Bug 128263

Summary: [panic] 2 amd64 dl380 g5 with dual quadcore xeons, 8 and 16gb ram, crash and dump mem
Product: Base System Reporter: Martin W <martin.wikesjo>
Component: amd64Assignee: freebsd-amd64 (Nobody) <amd64>
Status: Closed FIXED    
Severity: Affects Only Me    
Priority: Normal    
Version: Unspecified   
Hardware: Any   
OS: Any   

Description Martin W 2008-10-21 09:10:01 UTC
Two HP DL 380 G5's with dual quadcore xeons, 8GB ram on one and 16GB ram
on the other. They have recently been crashing and dumping mem. The 16GB
one has crashed 3 times the last 1 1/2 month, twice yesterday. The 8GB
one had its first crash yesterday. They are db-servers which run postgresql
or mysql.

They are both Running 7.0 amd64 RELEASE with GENERIC kernel, completely
default installs except for some sysctl tweaks:

kern.ipc.maxsockets=16424
kern.maxfiles=65536
kern.maxfilesperproc=32768
net.inet.tcp.recvspace=32768
net.inet.tcp.sendspace=65536

Below is the output from kgdb, which looks about the same on both of them.

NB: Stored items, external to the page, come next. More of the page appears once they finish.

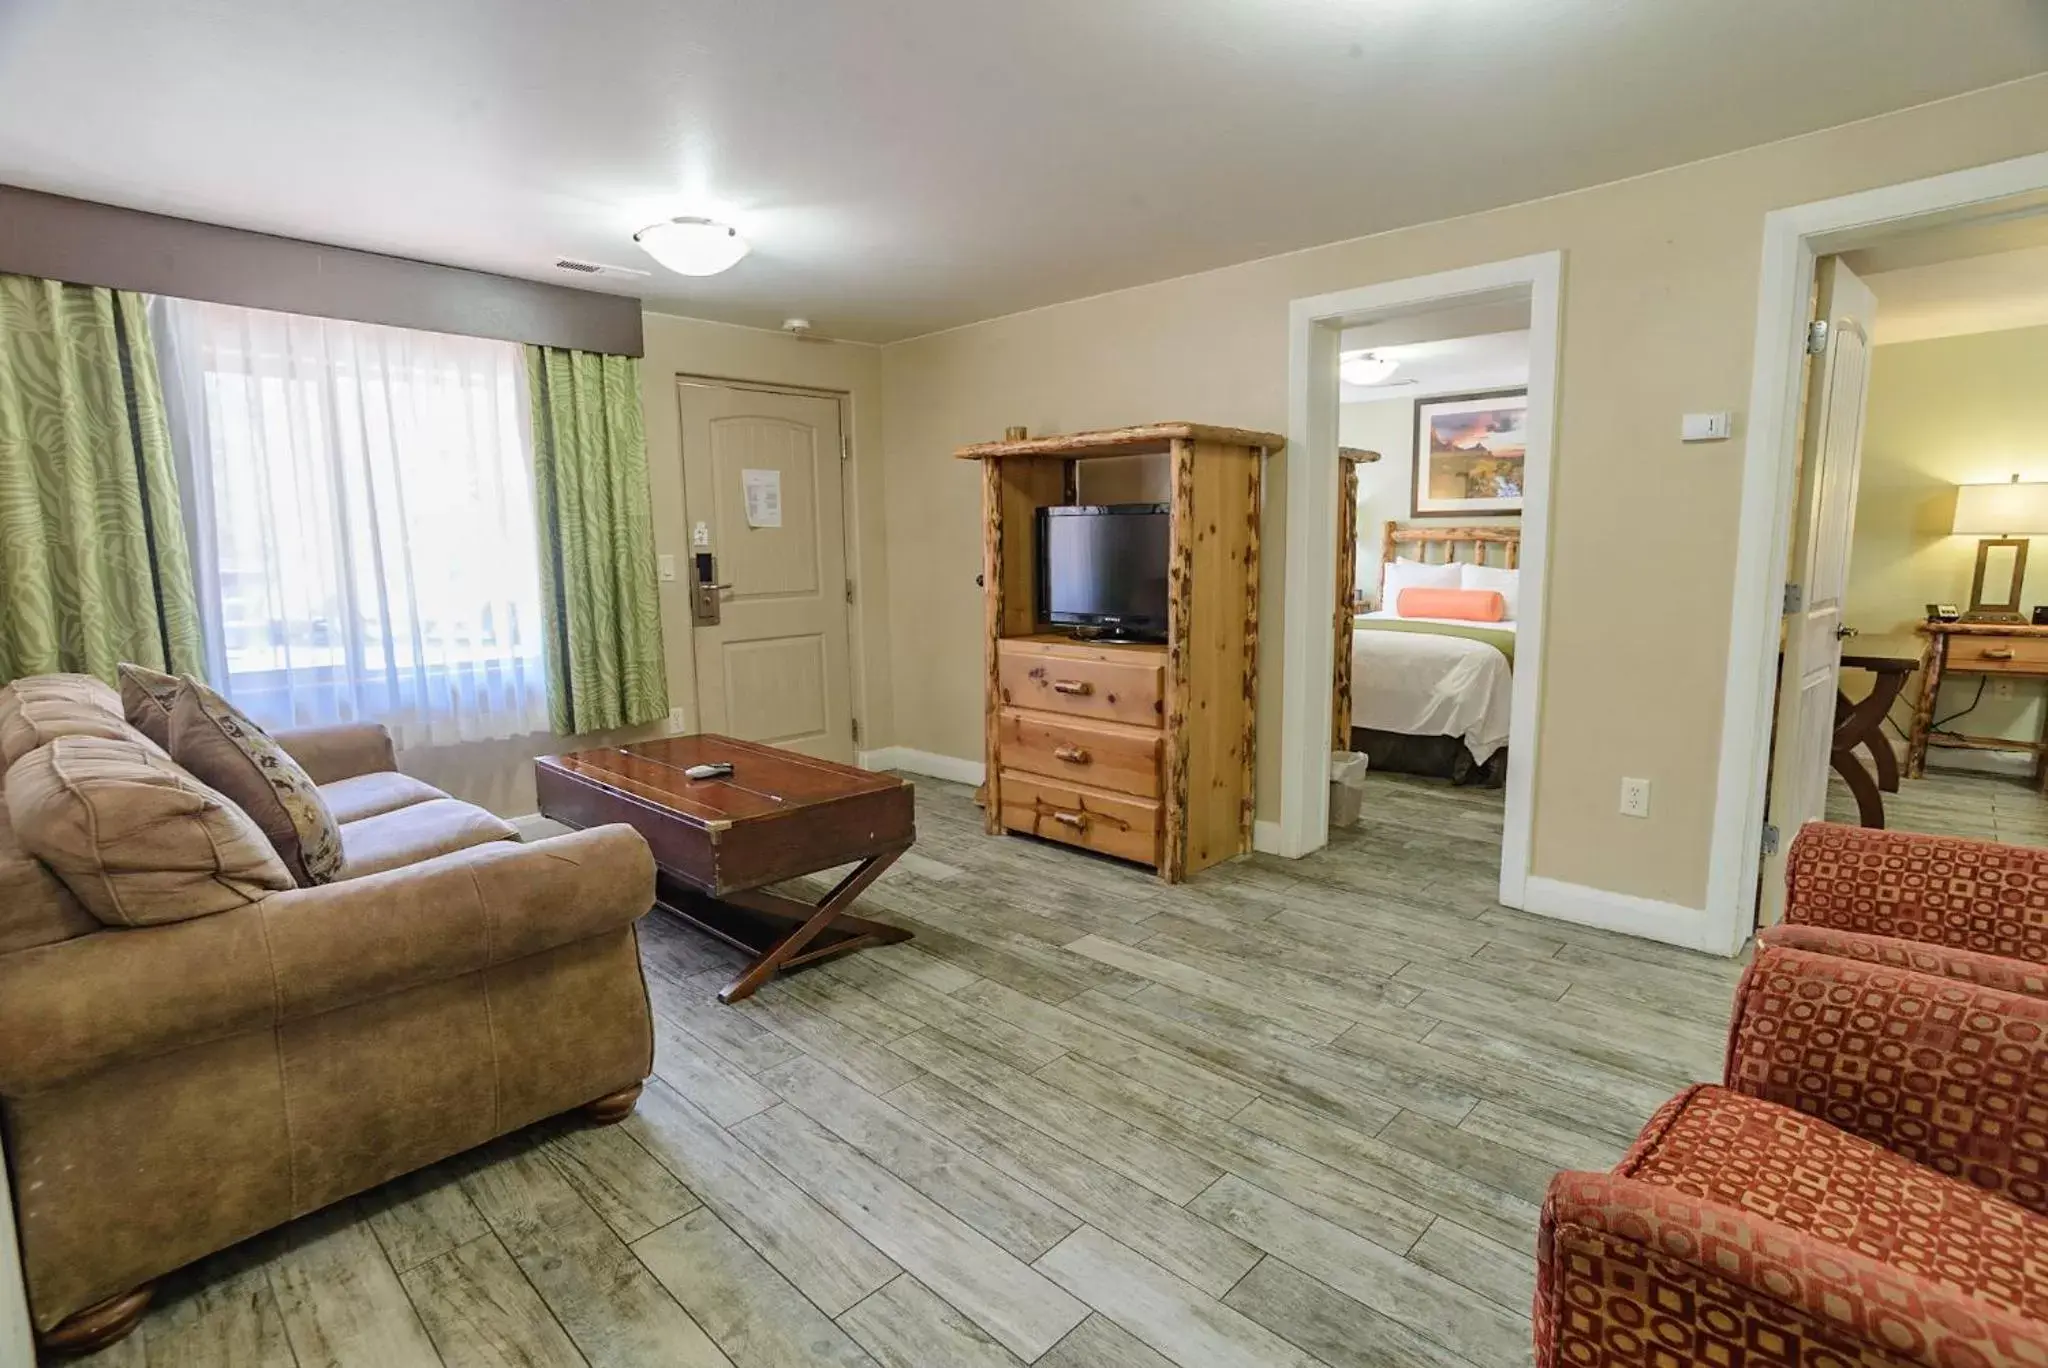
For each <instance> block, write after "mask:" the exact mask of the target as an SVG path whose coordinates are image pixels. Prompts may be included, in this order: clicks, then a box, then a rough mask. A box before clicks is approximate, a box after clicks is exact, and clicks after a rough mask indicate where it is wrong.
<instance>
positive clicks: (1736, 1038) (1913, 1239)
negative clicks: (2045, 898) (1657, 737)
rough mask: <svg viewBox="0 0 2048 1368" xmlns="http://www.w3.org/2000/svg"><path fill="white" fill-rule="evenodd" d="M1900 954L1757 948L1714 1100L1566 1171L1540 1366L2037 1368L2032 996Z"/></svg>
mask: <svg viewBox="0 0 2048 1368" xmlns="http://www.w3.org/2000/svg"><path fill="white" fill-rule="evenodd" d="M1937 881H1939V879H1937ZM1944 893H1948V895H1950V897H1954V885H1952V883H1944ZM1898 905H1901V907H1903V903H1898ZM1919 907H1921V913H1917V915H1921V917H1923V922H1921V924H1925V917H1927V907H1929V905H1927V903H1919ZM1888 915H1894V917H1898V915H1903V913H1898V911H1894V913H1888ZM1942 917H1946V911H1944V913H1942ZM1942 917H1937V920H1942ZM1894 924H1896V922H1894ZM1798 930H1802V932H1804V930H1808V928H1798ZM1911 952H1913V954H1935V956H1937V958H1935V960H1933V965H1935V969H1939V973H1929V971H1925V969H1921V967H1919V960H1909V963H1890V960H1884V958H1878V960H1866V958H1860V956H1853V954H1837V952H1831V950H1825V948H1802V946H1792V944H1765V946H1763V948H1759V952H1757V960H1755V963H1753V965H1751V967H1749V973H1747V975H1745V977H1743V987H1741V989H1739V993H1737V1008H1735V1022H1733V1026H1731V1032H1729V1061H1726V1075H1724V1085H1722V1087H1692V1089H1688V1092H1683V1094H1679V1096H1677V1098H1673V1100H1671V1102H1669V1104H1665V1106H1663V1110H1659V1112H1657V1116H1653V1118H1651V1122H1649V1126H1645V1130H1642V1135H1640V1137H1638V1139H1636V1143H1634V1147H1632V1149H1630V1151H1628V1155H1626V1157H1624V1159H1622V1163H1620V1165H1618V1167H1616V1169H1614V1171H1612V1173H1559V1178H1556V1180H1554V1182H1552V1186H1550V1194H1548V1200H1546V1202H1544V1210H1542V1229H1540V1235H1538V1284H1536V1362H1538V1364H1540V1366H1542V1368H1677V1366H1686V1364H1724V1366H1729V1368H1765V1366H1769V1368H1778V1366H1786V1368H1790V1366H1798V1368H1821V1366H1823V1364H1825V1366H1837V1364H1870V1366H1876V1364H1884V1366H1888V1368H1896V1366H1898V1364H1917V1366H1923V1368H1993V1366H2001V1368H2003V1366H2025V1368H2042V1366H2044V1364H2048V1216H2044V1212H2048V999H2044V997H2038V995H2032V993H2025V991H2011V989H2009V987H2003V985H2001V983H2005V979H2001V981H1999V983H1987V981H1982V977H1968V975H1952V973H1948V969H1946V967H1948V965H1952V963H1958V965H1964V967H1966V969H1970V971H1972V973H1974V975H1982V973H1985V967H1982V965H1980V963H1978V960H1989V958H1991V956H1970V952H1968V950H1954V952H1950V950H1939V952H1935V950H1931V948H1929V946H1911ZM1942 956H1948V958H1942ZM1964 956H1968V960H1966V958H1964ZM2001 963H2007V965H2009V960H2001ZM2013 971H2017V973H2019V975H2025V973H2028V969H2025V967H2015V969H2013Z"/></svg>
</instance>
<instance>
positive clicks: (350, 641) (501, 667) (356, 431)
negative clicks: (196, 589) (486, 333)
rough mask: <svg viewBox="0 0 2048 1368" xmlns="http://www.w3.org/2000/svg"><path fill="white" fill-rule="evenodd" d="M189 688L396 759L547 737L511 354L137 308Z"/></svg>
mask: <svg viewBox="0 0 2048 1368" xmlns="http://www.w3.org/2000/svg"><path fill="white" fill-rule="evenodd" d="M154 311H156V317H154V332H156V346H158V360H160V365H162V373H164V391H166V408H168V410H170V424H172V438H174V444H176V448H178V459H180V467H182V469H180V477H182V485H184V504H186V530H188V535H190V547H193V567H195V578H197V580H199V610H201V623H203V635H205V643H207V666H209V676H211V680H213V684H215V686H217V688H223V692H225V694H227V696H229V698H233V702H236V704H238V707H242V709H244V711H246V713H248V715H250V717H254V719H256V721H260V723H264V725H266V727H268V725H276V727H309V725H326V723H342V721H381V723H385V725H389V727H391V733H393V739H395V741H397V745H399V747H410V745H442V743H451V741H473V739H485V737H508V735H522V733H530V731H545V729H547V670H545V668H543V661H541V649H543V618H541V573H539V559H537V557H539V537H537V530H535V508H532V430H530V418H528V408H526V360H524V352H522V348H520V346H518V344H514V342H489V340H481V338H457V336H446V334H434V332H412V330H406V328H381V326H375V324H348V322H336V319H322V317H301V315H295V313H270V311H264V309H242V307H233V305H215V303H197V301H188V299H158V301H156V303H154Z"/></svg>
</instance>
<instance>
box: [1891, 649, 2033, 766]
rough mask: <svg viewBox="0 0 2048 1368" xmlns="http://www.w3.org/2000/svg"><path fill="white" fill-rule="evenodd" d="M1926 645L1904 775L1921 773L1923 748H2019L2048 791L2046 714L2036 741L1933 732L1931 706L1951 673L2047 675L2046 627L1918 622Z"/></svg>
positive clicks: (2017, 675) (1933, 731) (1923, 755)
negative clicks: (1938, 732) (1917, 699)
mask: <svg viewBox="0 0 2048 1368" xmlns="http://www.w3.org/2000/svg"><path fill="white" fill-rule="evenodd" d="M1919 631H1921V635H1923V637H1927V649H1925V653H1923V657H1921V692H1919V702H1917V704H1915V707H1913V731H1911V735H1909V739H1907V774H1909V776H1913V778H1919V776H1921V774H1925V772H1927V747H1929V745H1952V747H1962V750H2023V752H2028V754H2032V756H2034V782H2036V786H2040V788H2042V790H2044V793H2048V717H2044V729H2042V737H2040V739H2036V741H2011V739H2005V737H1978V735H1964V733H1935V731H1933V707H1935V696H1937V694H1939V690H1942V680H1946V678H1948V676H1952V674H1976V676H1995V678H2013V676H2017V678H2025V680H2048V627H2032V625H2023V623H2011V625H2007V623H1921V627H1919Z"/></svg>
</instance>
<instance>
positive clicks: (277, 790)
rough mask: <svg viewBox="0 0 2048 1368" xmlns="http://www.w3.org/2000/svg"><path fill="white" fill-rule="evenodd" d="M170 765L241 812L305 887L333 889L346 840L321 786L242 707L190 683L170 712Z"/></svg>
mask: <svg viewBox="0 0 2048 1368" xmlns="http://www.w3.org/2000/svg"><path fill="white" fill-rule="evenodd" d="M170 758H172V760H176V762H178V764H182V766H184V768H186V770H190V772H193V778H197V780H199V782H203V784H209V786H213V788H219V790H221V793H223V795H227V799H229V801H233V803H236V805H240V807H242V811H244V813H248V815H250V819H254V821H256V825H258V827H262V833H264V836H268V838H270V844H272V846H276V854H279V856H281V858H283V860H285V868H289V870H291V877H293V879H297V881H299V887H307V885H315V883H334V879H336V877H338V874H340V872H342V833H340V827H338V825H336V823H334V813H330V811H328V803H326V799H322V797H319V786H317V784H315V782H313V778H311V776H309V774H307V772H305V770H301V768H299V762H297V760H293V758H291V756H287V754H285V747H283V745H279V743H276V739H274V737H272V735H270V733H268V731H264V729H262V727H258V725H256V723H254V721H250V719H248V717H246V715H244V713H242V711H240V709H238V707H236V704H231V702H227V700H225V698H221V696H219V694H217V692H213V690H211V688H207V686H205V684H201V682H199V680H195V678H190V676H186V678H184V680H182V682H180V686H178V700H176V702H174V704H172V709H170Z"/></svg>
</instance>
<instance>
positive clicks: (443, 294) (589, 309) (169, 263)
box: [0, 186, 645, 356]
mask: <svg viewBox="0 0 2048 1368" xmlns="http://www.w3.org/2000/svg"><path fill="white" fill-rule="evenodd" d="M0 272H12V274H27V276H45V279H51V281H76V283H80V285H104V287H113V289H127V291H141V293H150V295H178V297H182V299H207V301H213V303H238V305H246V307H252V309H279V311H283V313H311V315H315V317H346V319H354V322H362V324H391V326H393V328H422V330H426V332H457V334H465V336H473V338H502V340H506V342H535V344H541V346H561V348H573V350H584V352H606V354H614V356H639V354H643V350H645V348H643V344H641V303H639V299H631V297H625V295H598V293H592V291H580V289H569V287H565V285H543V283H539V281H520V279H516V276H498V274H489V272H483V270H463V268H459V266H434V264H430V262H416V260H408V258H403V256H381V254H377V252H356V250H352V248H332V246H324V244H317V242H301V240H297V238H274V236H270V233H252V231H246V229H240V227H221V225H217V223H197V221H193V219H172V217H166V215H160V213H143V211H139V209H119V207H115V205H98V203H92V201H84V199H66V197H61V195H43V193H39V190H20V188H14V186H0Z"/></svg>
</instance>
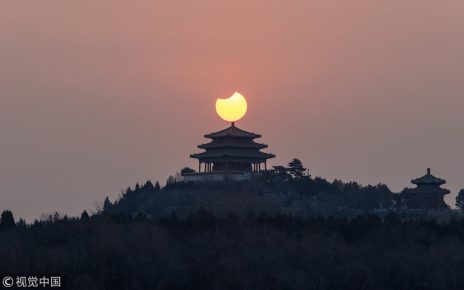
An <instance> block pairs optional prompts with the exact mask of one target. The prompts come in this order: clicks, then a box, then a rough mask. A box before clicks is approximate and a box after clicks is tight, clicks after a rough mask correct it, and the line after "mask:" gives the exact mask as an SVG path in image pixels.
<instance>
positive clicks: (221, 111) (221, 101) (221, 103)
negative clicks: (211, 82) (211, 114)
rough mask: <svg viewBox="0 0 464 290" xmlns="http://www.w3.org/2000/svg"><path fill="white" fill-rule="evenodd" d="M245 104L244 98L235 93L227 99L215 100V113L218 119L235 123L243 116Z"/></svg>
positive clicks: (240, 118) (245, 103) (245, 100)
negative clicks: (215, 113) (216, 114)
mask: <svg viewBox="0 0 464 290" xmlns="http://www.w3.org/2000/svg"><path fill="white" fill-rule="evenodd" d="M246 110H247V103H246V100H245V97H243V96H242V95H241V94H240V93H238V92H235V93H234V94H233V95H232V96H231V97H229V98H227V99H217V100H216V112H217V113H218V115H219V117H221V118H222V119H223V120H225V121H228V122H235V121H238V120H240V119H241V118H242V117H243V116H245V113H246Z"/></svg>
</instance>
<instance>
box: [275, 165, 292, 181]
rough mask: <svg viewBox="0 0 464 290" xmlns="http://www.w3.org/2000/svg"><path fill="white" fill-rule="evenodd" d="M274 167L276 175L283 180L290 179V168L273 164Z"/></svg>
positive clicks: (281, 179) (281, 165) (277, 176)
mask: <svg viewBox="0 0 464 290" xmlns="http://www.w3.org/2000/svg"><path fill="white" fill-rule="evenodd" d="M273 168H274V175H275V176H276V177H277V178H278V179H280V180H282V181H288V180H289V179H290V177H291V176H290V174H288V168H286V167H285V166H282V165H278V166H273Z"/></svg>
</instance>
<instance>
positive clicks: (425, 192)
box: [407, 187, 451, 195]
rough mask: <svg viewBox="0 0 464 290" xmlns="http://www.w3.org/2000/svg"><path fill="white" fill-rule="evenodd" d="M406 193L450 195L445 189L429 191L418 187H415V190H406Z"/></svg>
mask: <svg viewBox="0 0 464 290" xmlns="http://www.w3.org/2000/svg"><path fill="white" fill-rule="evenodd" d="M407 193H413V194H434V193H438V194H443V195H445V194H449V193H451V191H450V190H448V189H446V188H437V189H434V190H429V189H422V188H420V187H416V188H413V189H410V190H408V192H407Z"/></svg>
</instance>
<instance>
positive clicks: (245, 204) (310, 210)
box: [103, 159, 401, 217]
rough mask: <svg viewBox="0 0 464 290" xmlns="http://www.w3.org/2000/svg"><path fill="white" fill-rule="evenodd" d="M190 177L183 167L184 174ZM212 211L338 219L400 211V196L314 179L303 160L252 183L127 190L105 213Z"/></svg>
mask: <svg viewBox="0 0 464 290" xmlns="http://www.w3.org/2000/svg"><path fill="white" fill-rule="evenodd" d="M187 171H188V172H190V171H191V169H189V168H184V169H182V170H181V172H187ZM200 207H203V208H207V209H208V210H211V211H213V212H215V213H216V214H219V215H225V214H227V213H229V212H234V213H236V214H238V215H240V216H243V215H244V214H246V213H248V212H249V211H254V212H264V211H266V212H273V213H277V212H291V213H292V214H295V215H303V216H309V215H314V214H334V213H337V212H340V211H344V210H351V211H353V210H354V211H370V210H376V209H382V210H389V209H394V208H401V197H400V195H399V194H397V193H393V192H392V191H391V190H390V189H389V188H388V187H387V186H386V185H384V184H378V185H367V186H363V185H361V184H359V183H356V182H342V181H341V180H334V181H332V182H329V181H327V180H326V179H323V178H321V177H315V178H313V177H311V176H310V175H309V171H308V170H307V169H306V168H305V167H304V166H303V164H302V163H301V161H300V160H298V159H293V160H292V161H291V162H289V163H288V165H287V166H275V167H274V168H273V169H272V170H269V171H266V172H264V173H262V174H261V175H260V176H256V177H255V178H253V179H251V180H244V181H221V182H208V183H192V182H184V180H183V178H182V175H181V174H176V175H175V176H171V177H169V178H168V180H167V182H166V185H165V186H164V187H163V188H161V186H160V185H159V183H158V182H156V183H155V184H153V183H152V182H151V181H148V182H147V183H145V184H143V185H139V184H137V185H136V186H135V187H133V188H130V187H129V188H127V190H125V191H124V192H122V193H121V195H120V196H119V198H117V199H116V200H115V201H114V202H111V201H110V200H109V199H108V198H106V200H105V202H104V205H103V209H104V210H105V211H107V212H109V213H123V214H129V215H130V214H131V215H134V214H137V212H143V213H145V214H146V215H149V216H152V217H156V216H161V215H165V214H167V213H169V212H171V211H172V210H174V211H176V212H177V214H178V215H180V216H183V217H185V215H187V214H188V212H189V211H197V210H198V209H199V208H200Z"/></svg>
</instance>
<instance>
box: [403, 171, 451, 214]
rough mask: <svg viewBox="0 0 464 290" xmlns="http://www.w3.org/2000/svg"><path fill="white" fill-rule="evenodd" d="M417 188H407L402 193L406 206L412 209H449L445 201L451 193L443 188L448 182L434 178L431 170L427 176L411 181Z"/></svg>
mask: <svg viewBox="0 0 464 290" xmlns="http://www.w3.org/2000/svg"><path fill="white" fill-rule="evenodd" d="M411 183H413V184H415V185H416V187H415V188H412V189H411V188H407V189H405V190H403V192H402V193H401V195H402V197H403V200H404V202H405V204H406V206H407V207H408V208H410V209H447V208H449V207H448V205H447V204H446V203H445V201H444V200H443V197H444V195H445V194H449V193H450V191H449V190H448V189H445V188H441V185H443V184H445V183H446V180H444V179H441V178H438V177H435V176H433V175H432V174H431V173H430V168H427V174H426V175H424V176H422V177H420V178H416V179H413V180H411Z"/></svg>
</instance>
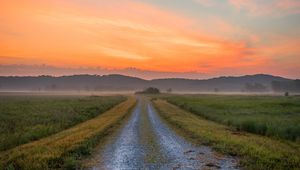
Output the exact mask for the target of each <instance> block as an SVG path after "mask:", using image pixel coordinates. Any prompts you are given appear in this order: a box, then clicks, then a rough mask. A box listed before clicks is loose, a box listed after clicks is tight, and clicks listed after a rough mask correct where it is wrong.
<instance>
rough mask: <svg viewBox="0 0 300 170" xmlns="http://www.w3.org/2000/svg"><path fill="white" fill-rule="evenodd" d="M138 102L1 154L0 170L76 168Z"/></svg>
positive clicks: (132, 102)
mask: <svg viewBox="0 0 300 170" xmlns="http://www.w3.org/2000/svg"><path fill="white" fill-rule="evenodd" d="M135 103H136V100H135V99H134V98H132V97H129V98H128V99H127V100H126V101H124V102H122V103H120V104H119V105H117V106H115V107H113V108H112V109H110V110H108V111H106V112H104V113H102V114H100V115H99V116H97V117H95V118H93V119H90V120H87V121H85V122H83V123H80V124H78V125H76V126H74V127H71V128H69V129H66V130H63V131H61V132H59V133H56V134H54V135H51V136H48V137H46V138H42V139H40V140H37V141H34V142H30V143H27V144H24V145H20V146H17V147H15V148H13V149H10V150H6V151H3V152H0V169H4V168H14V169H57V168H64V169H68V168H71V169H74V168H76V167H77V160H80V159H81V157H82V156H84V155H88V154H89V153H90V152H91V149H92V148H93V147H94V146H95V145H97V144H98V142H99V140H101V139H102V137H103V136H104V135H106V134H107V132H108V131H109V129H111V128H112V127H113V126H114V125H115V124H117V123H118V122H120V121H121V120H123V119H124V118H125V116H126V115H128V113H129V112H130V111H131V109H132V108H133V106H134V105H135Z"/></svg>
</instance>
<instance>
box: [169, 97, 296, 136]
mask: <svg viewBox="0 0 300 170" xmlns="http://www.w3.org/2000/svg"><path fill="white" fill-rule="evenodd" d="M166 100H167V101H168V102H170V103H172V104H175V105H177V106H179V107H181V108H183V109H185V110H188V111H190V112H192V113H195V114H197V115H200V116H202V117H204V118H206V119H209V120H213V121H216V122H219V123H222V124H225V125H228V126H232V127H235V128H236V129H237V130H243V131H247V132H251V133H255V134H260V135H265V136H270V137H274V138H280V139H287V140H291V141H300V96H290V97H284V96H221V95H220V96H218V95H181V96H180V95H177V96H172V97H166Z"/></svg>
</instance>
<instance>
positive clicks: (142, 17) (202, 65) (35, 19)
mask: <svg viewBox="0 0 300 170" xmlns="http://www.w3.org/2000/svg"><path fill="white" fill-rule="evenodd" d="M299 21H300V3H299V1H298V0H280V1H278V0H264V1H263V2H261V1H258V0H254V1H252V0H251V1H250V0H243V1H242V0H226V1H218V0H184V1H182V0H181V1H180V0H174V1H169V0H165V1H160V0H120V1H104V0H100V1H99V0H87V1H84V0H75V1H68V0H63V1H60V0H52V1H46V0H40V1H35V0H26V1H25V0H24V1H23V0H9V1H1V5H0V67H3V66H8V65H9V66H14V67H17V66H18V65H30V66H32V67H34V66H39V65H43V64H44V65H49V66H54V67H59V68H80V67H88V68H97V67H101V68H106V69H125V68H136V69H140V70H149V71H157V72H178V73H182V72H197V73H201V74H206V75H211V76H222V75H240V74H256V73H266V74H275V75H280V76H286V77H292V78H300V71H299V70H300V22H299ZM11 74H12V75H14V74H16V75H17V72H16V73H13V72H12V73H11Z"/></svg>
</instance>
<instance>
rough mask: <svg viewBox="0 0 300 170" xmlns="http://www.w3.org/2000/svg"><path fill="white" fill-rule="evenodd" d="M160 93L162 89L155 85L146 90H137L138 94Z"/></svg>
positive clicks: (136, 93) (148, 88)
mask: <svg viewBox="0 0 300 170" xmlns="http://www.w3.org/2000/svg"><path fill="white" fill-rule="evenodd" d="M159 93H160V90H159V89H158V88H155V87H149V88H147V89H145V90H144V91H139V92H136V94H159Z"/></svg>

How-To-Repeat: Random, so don't know.
Comment 1 spry 2008-10-31 12:01:04 UTC
Hiya

     I have a 2 CPU Quad-Core Xeon HP DL380 w/ 8Gb of RAM:

     http://pastebin.com/f4a00a1f5

     I've installed 7.0R, then built the world to 7.0Rp5, and now
7.1-PRERELEASE. It is one of the fastest boxens I've held my hands on,
can build the world in just:
          2772.643u 1392.701s 13:23.41 518.4%     6056+1294k
4423+8405io 2295pf+0w

     No problems whatsoever, it might be a component of your system?


-- 
cheers
mars
Comment 2 mw 2009-07-31 17:30:41 UTC
Sorry for the late follow up. Since this has been rated as "serious" and 
with a "high" priority, yet I have recieved no real feedback I haven't 
put much effort into reporting anymore.
Anyhow, we have been having the same issues with a few more machines 
now. Random spontaneous crashes.

I do suspect faulty hardware, more specifically RAM or CPU.
But since the errors I see don't provide me any proof I am unable to 
convince our hardware vendor, HP, that they are broken. I have ran the 
HP diagnostics for 7 loops as HP recommends, and it reports no errors.
I have also recompiled the kernel on one of these machines with "options 
PRINTF_BUFR_SIZE=128" to see if the output would be more than just 
garbage, but it did not help.

We will attempt to upgrade one machine to 7.2 next week to see if it 
will produce better error logs if/when they crash again(or maybe we'll 
be incredibly lucky and its a software bug that is now fixed).

FWIW, these machine are part of a large online gaming platform. It has 
well over 100 more of these machines with the same hardware and FreeBSD 
setup.

If someone could look into this that would be much appreciated.
Comment 3 Joel Dahl freebsd_committer freebsd_triage 2009-07-31 17:32:05 UTC
For the record: I've chatted with the submitter and with jhb.  The panics are 
due to NMI's and most likely bad RAM.  One workaround would be to turn off 
machdep.panic_on_nmi ...

--
Joel
Comment 4 Andriy Gapon freebsd_committer freebsd_triage 2010-12-05 11:17:57 UTC
Is this still an issue?
Can it be reproduced with head or stable/8 (8.2 prerelease)?

-- 
Andriy Gapon
Comment 5 Martin W 2010-12-06 13:02:49 UTC
This customer is no longer managed by myself, or the company I work for.
So I can't answer that unfortunately.

/Martin
Comment 6 Andriy Gapon freebsd_committer freebsd_triage 2010-12-06 13:45:31 UTC
State Changed
From-To: open->closed

The reporter no longer has access to the problematic system.